The State argues that the phrase "required by any provision of this Act" modifies only the word immediately preceding it. Thus, the statutory prohibition of false representations applies to four things: statements, prospectuses, "other papers," and "documents required by this act." Under this construction, the indictment is not required to allege that defendant's statement was one required by the Act.
In construing a statute, a court must ascertain and give effect to the legislature's intent in enacting the statute. Collins v. Board of Trustees of Firemen's Annuity & Benefit Fund, 155 Ill. 2d 103, 110, 183 Ill. Dec. 6, 610 N.E.2d 1250 (1993). The statutory language is usually the best indication of the drafters' intent, and the language should be given its plain, ordinary, and popularly understood meaning. Collins, 155 Ill.2d at 111, 183 Ill. Dec. 6, 610 N.E.2d 1250. A statute must be read as a whole and no word should be interpreted so as to be rendered meaningless. Harris v. Manor Healthcare Corp., 111 Ill. 2d 350, 362-63, 95 Ill. Dec. 510, 489 N.E.2d 1374 (1986).

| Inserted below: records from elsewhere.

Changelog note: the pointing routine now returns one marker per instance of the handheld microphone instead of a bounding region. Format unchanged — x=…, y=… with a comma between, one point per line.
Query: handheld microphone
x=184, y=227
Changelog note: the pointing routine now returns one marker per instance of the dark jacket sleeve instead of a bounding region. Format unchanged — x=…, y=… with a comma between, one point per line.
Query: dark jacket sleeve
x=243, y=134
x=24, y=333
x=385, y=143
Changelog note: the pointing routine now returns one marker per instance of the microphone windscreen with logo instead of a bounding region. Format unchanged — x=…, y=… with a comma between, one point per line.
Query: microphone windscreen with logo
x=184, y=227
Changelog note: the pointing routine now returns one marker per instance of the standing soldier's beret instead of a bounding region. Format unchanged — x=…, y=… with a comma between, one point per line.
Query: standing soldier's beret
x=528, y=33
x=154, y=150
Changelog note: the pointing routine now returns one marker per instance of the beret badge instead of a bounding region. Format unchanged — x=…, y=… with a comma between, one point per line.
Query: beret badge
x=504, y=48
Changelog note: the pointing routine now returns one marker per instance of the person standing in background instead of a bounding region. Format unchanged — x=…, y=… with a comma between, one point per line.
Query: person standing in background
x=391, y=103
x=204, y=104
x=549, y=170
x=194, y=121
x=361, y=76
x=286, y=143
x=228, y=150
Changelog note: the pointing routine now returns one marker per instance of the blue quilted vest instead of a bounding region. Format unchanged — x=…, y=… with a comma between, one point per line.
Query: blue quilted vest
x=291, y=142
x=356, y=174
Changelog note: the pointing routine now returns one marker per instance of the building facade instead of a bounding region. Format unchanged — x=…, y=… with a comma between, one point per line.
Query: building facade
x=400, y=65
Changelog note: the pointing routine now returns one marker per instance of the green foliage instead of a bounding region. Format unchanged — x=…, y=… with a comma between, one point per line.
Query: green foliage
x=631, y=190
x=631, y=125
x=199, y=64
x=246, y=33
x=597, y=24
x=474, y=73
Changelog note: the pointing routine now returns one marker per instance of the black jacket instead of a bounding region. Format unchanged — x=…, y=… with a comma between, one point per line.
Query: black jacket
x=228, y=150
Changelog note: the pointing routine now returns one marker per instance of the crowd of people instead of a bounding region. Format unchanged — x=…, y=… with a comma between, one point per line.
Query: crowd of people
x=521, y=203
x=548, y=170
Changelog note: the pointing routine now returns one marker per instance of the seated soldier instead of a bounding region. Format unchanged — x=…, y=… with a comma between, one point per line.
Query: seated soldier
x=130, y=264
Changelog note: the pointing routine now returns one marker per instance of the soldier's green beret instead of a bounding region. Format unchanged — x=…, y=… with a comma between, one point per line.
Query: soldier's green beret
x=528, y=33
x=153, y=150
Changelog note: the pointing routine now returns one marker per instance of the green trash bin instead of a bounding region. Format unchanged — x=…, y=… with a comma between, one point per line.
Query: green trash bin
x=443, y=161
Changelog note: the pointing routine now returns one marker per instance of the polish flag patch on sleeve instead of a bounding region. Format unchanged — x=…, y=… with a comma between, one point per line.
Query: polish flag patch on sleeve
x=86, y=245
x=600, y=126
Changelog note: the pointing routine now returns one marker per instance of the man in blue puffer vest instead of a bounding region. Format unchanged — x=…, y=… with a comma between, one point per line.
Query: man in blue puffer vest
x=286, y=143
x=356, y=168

The objective of the Act is to protect innocent persons who may be induced to invest their money in speculative enterprises over which they have little control, and the Act must be liberally construed to better protect the public from deceit and fraud in the sale of securities. Lucas v. Downtown Greenville Investors Ltd. Partnership, 284 Ill.App.3d 37, 49, 219 Ill. Dec. 475, 671 N.E.2d 389 (1996); Meihsner v. Runyon, 23 Ill. App. 2d 446, 456, 163 N.E.2d 236 (1960).
Interpreting the Act as the trial court did essentially renders the word "statement" in paragraph H meaningless. Under this construction, "statement" would not be any different from the later reference to "other paper or document." We will not assume that the legislature included the word "statement" in the statute intending it to have no *157 meaning. The State's interpretation, which gives the word "statement" some meaning, is thus more reasonable.

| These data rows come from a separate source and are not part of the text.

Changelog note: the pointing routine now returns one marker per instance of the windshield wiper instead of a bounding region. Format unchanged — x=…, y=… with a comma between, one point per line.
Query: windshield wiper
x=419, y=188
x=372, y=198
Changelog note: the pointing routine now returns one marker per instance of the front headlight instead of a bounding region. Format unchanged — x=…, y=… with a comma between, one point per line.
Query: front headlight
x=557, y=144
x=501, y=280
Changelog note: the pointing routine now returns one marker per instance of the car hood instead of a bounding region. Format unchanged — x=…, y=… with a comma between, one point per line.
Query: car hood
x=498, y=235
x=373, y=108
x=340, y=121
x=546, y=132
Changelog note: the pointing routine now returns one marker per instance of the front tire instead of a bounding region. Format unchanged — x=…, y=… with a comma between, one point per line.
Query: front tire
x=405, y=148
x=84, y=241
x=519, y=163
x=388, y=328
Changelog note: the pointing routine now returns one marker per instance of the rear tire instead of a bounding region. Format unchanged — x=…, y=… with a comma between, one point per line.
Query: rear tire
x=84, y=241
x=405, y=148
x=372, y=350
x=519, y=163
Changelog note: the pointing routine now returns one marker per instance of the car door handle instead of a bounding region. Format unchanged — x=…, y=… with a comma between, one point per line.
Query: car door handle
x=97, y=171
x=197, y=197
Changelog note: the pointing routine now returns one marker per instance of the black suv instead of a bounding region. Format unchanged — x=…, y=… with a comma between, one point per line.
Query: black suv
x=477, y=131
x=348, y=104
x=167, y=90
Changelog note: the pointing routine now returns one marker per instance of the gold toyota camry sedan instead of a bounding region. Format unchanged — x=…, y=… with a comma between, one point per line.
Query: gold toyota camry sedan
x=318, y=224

The State's construction is also consistent with a broad reading of the Act to effectuate its purpose of protecting the public from unscrupulous securities dealers. Members of the public are just as likely, if not more likely, to be deceived by statements such as the one in question, advertising securities for sale, as by statements required under the Act, which may not be widely available to the public. We note that, in furtherance of the goal of protecting the public, the Act permits the Secretary of State to require that advertising material be filed with that office. 815 ILCS 5/9 (West 1994). A broad reading of the statute' mandates that the prohibition against false statements apply to as many types of documents as practicable.
Additionally, the "last antecedent" rule provides that qualifying words or phrases are to be applied to the words or phrases immediately preceding them and not as extending to or including more remote words and phrases unless the intent of the General Assembly clearly requires otherwise. Board of Education of Rockford School District No. 205 v. Regional Board of School Trustees, 135 Ill.App.3d 486, 492, 90 Ill. Dec. 355, 481 N.E.2d 1266 (1985). Applying the last antecedent rule results in finding that "required by this Act" applies only to "documents," or perhaps "other papers and documents," but not "statements." As we have determined that a broad reading of the statute best effectuates the legislative purpose, the legislative intent does not require us to apply the exception to the "last antecedent" rule in this case. This, in turn, leads to the conclusion that the trial court improperly dismissed counts III and IV.
The judgment of the circuit court of Du Page County is reversed, and the cause is remanded for further proceedings.
Reversed and remanded.
GEIGER, P.J., and THOMAS, J., concur.